Call it Facebook’s prison reform.
Facebook says it will now warn users when they violate its rules rather than suspending their posting privileges and locking them up in Facebook jail.
The first strike for most violations results in a warning. Users will lose access to some features if Facebook removes additional posts. Typically, Facebook jail sentences begin after the sixth strike.
According to Monika Bickert, vice president of content policy at Facebook parent company Meta Platforms, the old rules will still apply to more serious violations, such as terrorism or child exploitation, and offenders will face immediate restrictions.
What exactly is Facebook jail? What is the reason for the change?
According to Bickert, the shift to a more lenient approach is the result of feedback from around the world, as well as the company’s civil rights auditors and Oversight Board.
“The one consistent refrain that we heard from those external groups was that they thought the penalty system needed to be fairer, more proportionate,”
Every day, Facebook polices billions of posts, photos, videos, and comments. For years, its moderation systems have been chastised for failing to provide context and making poor decisions.
Users are upset because they have been denied access to their accounts, communities, and, in some cases, businesses for days or weeks at a time.
“We started looking at the data, and what became clear to us was that the majority of people who violate our policies are well-intentioned people who either made mistakes, maybe they posted something close to the line, and we actually made the wrong decision,” said one of the policy’s violators “She stated. “There is plenty of room for education and explaining our policies.”
What causes you to be banned from Facebook?
Facebook uses a set of rules to determine what people are allowed to say on the platform. Human moderators enforce these standards, but Facebook mostly relies on automated tools. Both are prone to making mistakes.
Conservatives claim that Facebook unfairly isolates right-wing voices and perspectives in the social media equivalent of solitary confinement.
According to the civil rights community, Facebook does too little to protect communities targeted by hate speech and threats while stifling the speech of those communities’ residents.

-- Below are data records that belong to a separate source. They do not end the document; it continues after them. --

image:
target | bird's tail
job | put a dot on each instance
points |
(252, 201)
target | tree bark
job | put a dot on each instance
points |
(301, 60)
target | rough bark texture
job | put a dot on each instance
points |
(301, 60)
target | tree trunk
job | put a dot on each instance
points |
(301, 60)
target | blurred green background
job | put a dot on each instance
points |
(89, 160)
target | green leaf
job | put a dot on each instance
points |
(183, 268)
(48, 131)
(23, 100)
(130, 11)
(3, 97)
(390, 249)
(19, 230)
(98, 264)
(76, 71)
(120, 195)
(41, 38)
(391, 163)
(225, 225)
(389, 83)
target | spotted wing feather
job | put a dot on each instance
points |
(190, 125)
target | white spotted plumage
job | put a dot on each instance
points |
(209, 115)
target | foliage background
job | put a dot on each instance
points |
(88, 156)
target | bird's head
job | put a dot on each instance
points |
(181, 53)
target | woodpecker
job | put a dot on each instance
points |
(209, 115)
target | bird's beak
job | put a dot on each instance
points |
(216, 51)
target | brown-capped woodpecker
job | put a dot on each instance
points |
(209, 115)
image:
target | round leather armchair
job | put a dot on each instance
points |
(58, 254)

“This change to our penalty system is motivated in part by our recognition that we will not always get it right,” Bickert explained.
What happens when you are imprisoned on Facebook?

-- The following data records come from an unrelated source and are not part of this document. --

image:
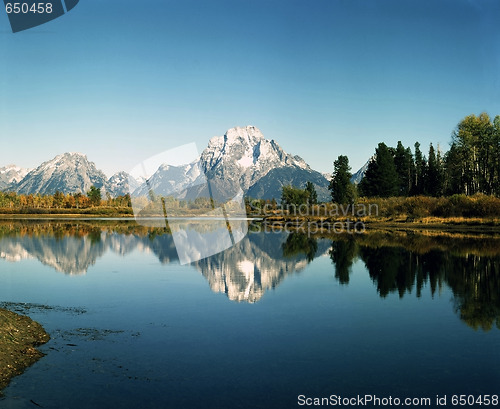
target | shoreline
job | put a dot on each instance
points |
(19, 337)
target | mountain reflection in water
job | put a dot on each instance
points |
(401, 263)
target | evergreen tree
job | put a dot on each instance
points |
(433, 179)
(94, 195)
(403, 160)
(419, 185)
(292, 196)
(313, 196)
(381, 178)
(341, 188)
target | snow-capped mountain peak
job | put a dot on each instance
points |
(67, 173)
(10, 175)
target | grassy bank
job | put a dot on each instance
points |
(98, 211)
(19, 337)
(457, 210)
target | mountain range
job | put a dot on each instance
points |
(240, 159)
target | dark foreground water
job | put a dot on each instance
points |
(272, 318)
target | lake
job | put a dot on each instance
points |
(278, 315)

When you are in Facebook jail, you are unable to post or comment for at least a day. According to Facebook, it does not comment on the inner workings of its penalty system, which is designed to keep people from gaming it. However, it intends to provide more information to users about why their posts were removed.
“In recognition of all of the complexity that goes into a content moderation system, we want to focus on education and improving understanding of where the policy lines are for the majority of people who violate who we know are not likely to be persistent violators,” Bickert said.